Orthogonality makes a cameo in inverse matrices

Say $A$ and $B$ are $n \times n$ square matrices and $AB = I$. In other words, $A$ is $B^{-1}$ and $B$ is $A^{-1}$.

Here’s a question for you, from one of Boyd’s linear dynamical systems lectures: what’s the inner product of the $i$th row of $A$, $\tilde{a}_i$, and the $j$th column of $B$, $b_j$? And what does the value of this inner product say about $A$ and $B$?

Here’s the answer: $\tilde{a}_i \cdot b_j$ is $I_{i,j}$, so it’s $0$ when $i \neq j$, and $1$ when $i = j$. In other words, the $i$th row of $A$ is orthogonal to the $j$th column of $B$ unless $i = j$. As Boyd notes, this fact follows naturally from the inner product interpretation of the matrix multiplication $AB = I$. Yet it seems surprising. Can we get some intuition for why orthogonality shows up here?

Turns out, yeah, absolutely. This orthogonality stuff is wonderful intuition for how inverse matrices retrieve coordinates.

First, note that $A$ is invertible, so its columns form a basis.¹ So, we can express any $n$-dimensional vector $v$ as a linear combination of $A$’s columns:

\[v = c_1 a_1 + \cdots + c_n a_n,\]

where $a_i$ are the basis vectors and $c_i$ are the coordinates of $v$ in this basis.

So, we start with a column of coordinates $\begin{bmatrix} c_1 & \cdots & c_n \end{bmatrix}^t$, and apply $A$ to it to get $v$. We’d like $A^{-1}v$ to give us back $\begin{bmatrix} c_1 & \cdots & c_n \end{bmatrix}^t$.

This is in fact exactly what $A^{-1}$ does: it “picks out” the coordinates $c_i$. If you want to find $c_i$ (the $i$th coordinate of $v$ in the basis formed by the columns of $A$), you can take the dot product of the $i$th row of $A^{-1}$ with $v$. Specifically, if $v = c_1 a_1 + \cdots + c_n a_n$, then dotting the $i$th row of $A^{-1}$ with $v$ will give you $c_i$. Why? Because the dot products of the $i$th row of $A^{-1}$ with $a_1, \ldots, a_{i-1}, a_{i+1}, \ldots, a_n$ will all give zero (by the opening fact of this post!). Only the dot product of the $i$th row of $A^{-1}$ with $a_i$ will “survive” to give $1$, and that will multiply with $a_i$’s coefficient $c_i$ to recover the coordinate $c_i$. Repeat for all rows of $A^{-1}$, and you’ll get back exactly the entire column you started with: $\begin{bmatrix} c_1 & \cdots & c_n \end{bmatrix}^t$.

The orthogonality condition between the the rows of $A^{-1}$ and the columns of $A$ ensures that each component $c_i$ gets mapped back exactly where it came from, with no “cross-talk” between different components.
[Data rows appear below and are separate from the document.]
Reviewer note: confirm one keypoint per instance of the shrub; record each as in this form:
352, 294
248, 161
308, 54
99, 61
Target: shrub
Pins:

Why? Because for $A$ to have an inverse transformation — one that exactly undoes its effect on a vector — $A$ must be both one-to-one, i.e., different inputs map to different outputs, and onto, i.e., every vector in the output space can be reached. Both of these are necessary conditions for an inverse to exist. If $A$ is not one-to-one, we won’t be able to find exactly which input produced an output. If $A$ is not onto, there could be some outputs we can’t reach with any inputs. Now, why does the columns of $A$ forming a basis ensure that $A$ is both one-to-one and onto? Because if the columns are spanning, $A$ is onto: any output can be reached by a certain linear combination of the columns. If the columns are linearly independent, every output is a unique linear combination of the columns. If the columns are both spanning and independent, we have ourselves a basis! ↩